2009-04-15 12:09:00
You can grab the 0.6.9 release in tar or OSX portfile format from the download page.
- Fix setup.py generating null bytes in const.py
- Add 30 second timeout to canto-fetch
- Make selection data persist for hooks / filters
- Unset signals before exit (avoid shell garbage)
- Set User-Agent to Canto/x.y.z (fixes some 403'd feeds)
- Fix multiple c-f subtle corruption bug
- Sync docs now that site runs out of git.
I wasn't really planning on putting out another bugfix release, but so it goes. This release is a combination of fixes and minor improvements.
The 30 second timeout was implemented to keep canto-fetch from hanging on non-responsive feeds for a long long time. I think that 30 seconds is long enough since usually we're talking about a handful of kB per feed and even grabbing that over a (now practically non-existent) dial-up line or a torrent saturated broadband line shouldn't take that long.
Unsetting the signals keeps the shell from printing "zsh: alarm canto" after you exit sometimes.
The User-Agent addition has been a long time coming, especially since it's essentially a one-liner to add. I just never had any reason to mess with it since converting canto to feedparser. Then I discovered that urllib2 is discriminated against by a number of sites, particularly Wikipedia, so I changed it to "Canto/x.y.z"

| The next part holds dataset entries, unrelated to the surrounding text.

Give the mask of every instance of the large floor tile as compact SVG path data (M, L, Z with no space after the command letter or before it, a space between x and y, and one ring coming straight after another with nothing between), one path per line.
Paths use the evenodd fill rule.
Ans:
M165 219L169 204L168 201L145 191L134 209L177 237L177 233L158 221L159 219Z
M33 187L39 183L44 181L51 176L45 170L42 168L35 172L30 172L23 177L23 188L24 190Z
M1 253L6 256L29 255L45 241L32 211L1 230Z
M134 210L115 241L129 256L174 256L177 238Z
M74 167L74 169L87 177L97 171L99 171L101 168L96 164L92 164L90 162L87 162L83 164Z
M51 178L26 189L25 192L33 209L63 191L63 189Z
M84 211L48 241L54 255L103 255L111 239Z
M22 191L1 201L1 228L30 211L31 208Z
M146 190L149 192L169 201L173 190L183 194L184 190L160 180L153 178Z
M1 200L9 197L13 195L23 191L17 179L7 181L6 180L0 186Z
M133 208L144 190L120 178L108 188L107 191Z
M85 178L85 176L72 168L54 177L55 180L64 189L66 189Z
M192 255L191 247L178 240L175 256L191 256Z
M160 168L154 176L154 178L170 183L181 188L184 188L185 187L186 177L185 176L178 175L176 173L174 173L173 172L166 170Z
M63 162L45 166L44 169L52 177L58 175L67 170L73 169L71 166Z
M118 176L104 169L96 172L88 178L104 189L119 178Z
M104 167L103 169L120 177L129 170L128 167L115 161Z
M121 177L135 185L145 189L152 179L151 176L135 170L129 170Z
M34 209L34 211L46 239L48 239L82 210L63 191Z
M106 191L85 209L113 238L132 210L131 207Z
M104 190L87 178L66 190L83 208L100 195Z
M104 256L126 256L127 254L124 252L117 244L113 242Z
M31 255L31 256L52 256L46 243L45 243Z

The last thing I'll mention is the subtle corruption bug. 99% of you would probably never run into it. It took me running 12 simultaneous synchronized canto-fetch daemons trying to update every one of my feeds every minute to get the bug to regularly reproduce, but if you've ever had Canto magically forget an entire feed's worth of item state, this was probably the culprit. However, I will say that if you're running multiple canto-fetch daemons at a time over the same feed directory, you might want to stop that. Not because it won't work (because it should and does) but just because it's a waste. This is why I initially designed canto-fetch to be run as a cron-job and not a daemon.
Now, before you ask why oh why I'm doing homebrew Python disk storage when I could be using sqlite or something, let me explain. The first thing is that cPickle over a real database gives me Python objects right off of the bat, no populating, no encoding changes, I can literally read and write the feed state to disk with a single call to the cPickle module after I get a lock on the file. There is no restructuring of the data each time. I imagine this could be achieved by storing the pickled data in the sqlite database, but at that point you're just using sqlite to handle locking for you. The second thing is that there is no advanced querying going on. Every operation would get every item from a feed (table). If I wanted to use a SQL-like query language for filters, etc. this would be a different story. Lastly, I just don't fucking like SQL.
Anyway, now that that's straightened out, have fun! I'm back to working on new stuff, rather than fixing old stuff.